As far as my marriage goes...
People who have never been married or in a long term committed relationship don't understand the connection you have with someone you love enough to pledge your life too. It sounds overrated but he is seriously my other half. He completes my sentences, I laugh at his corny jokes b/c to me they are actually funny..sometimes I catch him staring at me and we both smile...I just can't put it into words without sounding like a Hallmark card. I never thought I'd be married at 22. I have had alot of bad feelings towards relationships and marriages. I've never been the type of woman to trust a man fully..I have had bad examples of marriage...I never knew it could be like this...thousands of miles away, communication at a minimum and you know that your spouse is thinking about you, wanting you there, missing you.
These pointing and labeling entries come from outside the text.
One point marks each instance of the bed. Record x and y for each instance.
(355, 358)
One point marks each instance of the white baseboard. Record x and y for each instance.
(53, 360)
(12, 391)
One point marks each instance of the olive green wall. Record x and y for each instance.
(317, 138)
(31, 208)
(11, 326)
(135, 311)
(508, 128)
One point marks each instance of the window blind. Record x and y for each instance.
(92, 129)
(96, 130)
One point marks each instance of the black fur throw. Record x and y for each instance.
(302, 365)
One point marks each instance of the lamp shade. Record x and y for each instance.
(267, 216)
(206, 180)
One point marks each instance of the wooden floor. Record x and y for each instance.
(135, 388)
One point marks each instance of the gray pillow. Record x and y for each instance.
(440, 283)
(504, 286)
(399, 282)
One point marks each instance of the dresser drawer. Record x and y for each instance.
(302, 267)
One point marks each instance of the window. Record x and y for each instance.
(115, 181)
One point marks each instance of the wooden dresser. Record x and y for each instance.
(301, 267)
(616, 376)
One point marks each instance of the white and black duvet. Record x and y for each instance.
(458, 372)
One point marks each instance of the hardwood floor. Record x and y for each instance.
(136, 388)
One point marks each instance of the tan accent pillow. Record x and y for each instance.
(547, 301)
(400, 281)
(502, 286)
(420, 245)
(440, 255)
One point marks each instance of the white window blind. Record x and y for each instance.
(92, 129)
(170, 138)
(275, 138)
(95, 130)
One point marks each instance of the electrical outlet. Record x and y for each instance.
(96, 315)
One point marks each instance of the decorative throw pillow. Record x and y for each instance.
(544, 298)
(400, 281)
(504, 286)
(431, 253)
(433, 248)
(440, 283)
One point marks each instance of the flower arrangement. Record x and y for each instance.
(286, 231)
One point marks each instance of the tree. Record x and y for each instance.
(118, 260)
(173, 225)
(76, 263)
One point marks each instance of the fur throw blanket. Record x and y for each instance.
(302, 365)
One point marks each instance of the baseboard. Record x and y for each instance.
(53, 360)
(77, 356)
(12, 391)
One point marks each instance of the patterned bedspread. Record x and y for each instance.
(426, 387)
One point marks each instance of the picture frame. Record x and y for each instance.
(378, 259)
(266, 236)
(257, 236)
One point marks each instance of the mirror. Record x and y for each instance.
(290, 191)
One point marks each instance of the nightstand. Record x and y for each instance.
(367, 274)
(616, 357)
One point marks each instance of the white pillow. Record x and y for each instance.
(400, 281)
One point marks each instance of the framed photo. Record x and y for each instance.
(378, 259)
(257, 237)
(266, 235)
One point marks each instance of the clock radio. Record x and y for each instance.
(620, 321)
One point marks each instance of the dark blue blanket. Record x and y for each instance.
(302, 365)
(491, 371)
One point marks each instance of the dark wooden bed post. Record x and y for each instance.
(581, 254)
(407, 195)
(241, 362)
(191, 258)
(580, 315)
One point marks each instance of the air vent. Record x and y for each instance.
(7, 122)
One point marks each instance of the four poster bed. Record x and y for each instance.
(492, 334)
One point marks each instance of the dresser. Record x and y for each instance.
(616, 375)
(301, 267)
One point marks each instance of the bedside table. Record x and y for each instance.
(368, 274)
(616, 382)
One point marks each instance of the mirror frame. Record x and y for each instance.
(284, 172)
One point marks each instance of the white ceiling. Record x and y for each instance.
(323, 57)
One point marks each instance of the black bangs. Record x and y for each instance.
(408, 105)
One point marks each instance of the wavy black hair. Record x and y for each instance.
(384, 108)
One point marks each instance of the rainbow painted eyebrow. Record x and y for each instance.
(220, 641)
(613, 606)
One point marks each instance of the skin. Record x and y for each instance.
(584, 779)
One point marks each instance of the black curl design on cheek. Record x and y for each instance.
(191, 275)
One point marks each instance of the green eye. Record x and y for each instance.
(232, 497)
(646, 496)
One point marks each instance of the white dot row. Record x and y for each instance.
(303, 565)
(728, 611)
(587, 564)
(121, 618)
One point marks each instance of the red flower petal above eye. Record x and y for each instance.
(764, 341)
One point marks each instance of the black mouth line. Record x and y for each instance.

Yes, the military has a high divorce rate. However, it doesn't mean my marriage is doomed for failure. It won't stop me from loving husband and what we have. And if one day this does end..I will never regret all the love, laughter, and joy we experience together. Never. So yes, I'm married to a military man and I love him..to pieces. Judge me all you want at the end of the day it amounts to nothing.

Monday, January 25, 2010

And its raining.....

I woke up this morning to a loud whistle. lol..My patio door is acting wonky. The wind is blowing extremely hard and its pouring but I went outside to walk the dog. She ran on the side of the sidewalk splashing in puddles. I couldn't help but laugh. I love my pup. She is the sweetest being in my life. I needed to give Dora her props today. She brightens every moment. She's always my best friend and cuddles up next to me when I'm sad. Animals are so gentle and loving and deserve the same type of undying love.

Wednesday, January 13, 2010

This day

Today has been trying, hectic and tiring. The Haiti disaster is affecting my life in more than one way right now. For reasons I am not at liberty to say. I'm just sad right now. I just felt like typing a few words.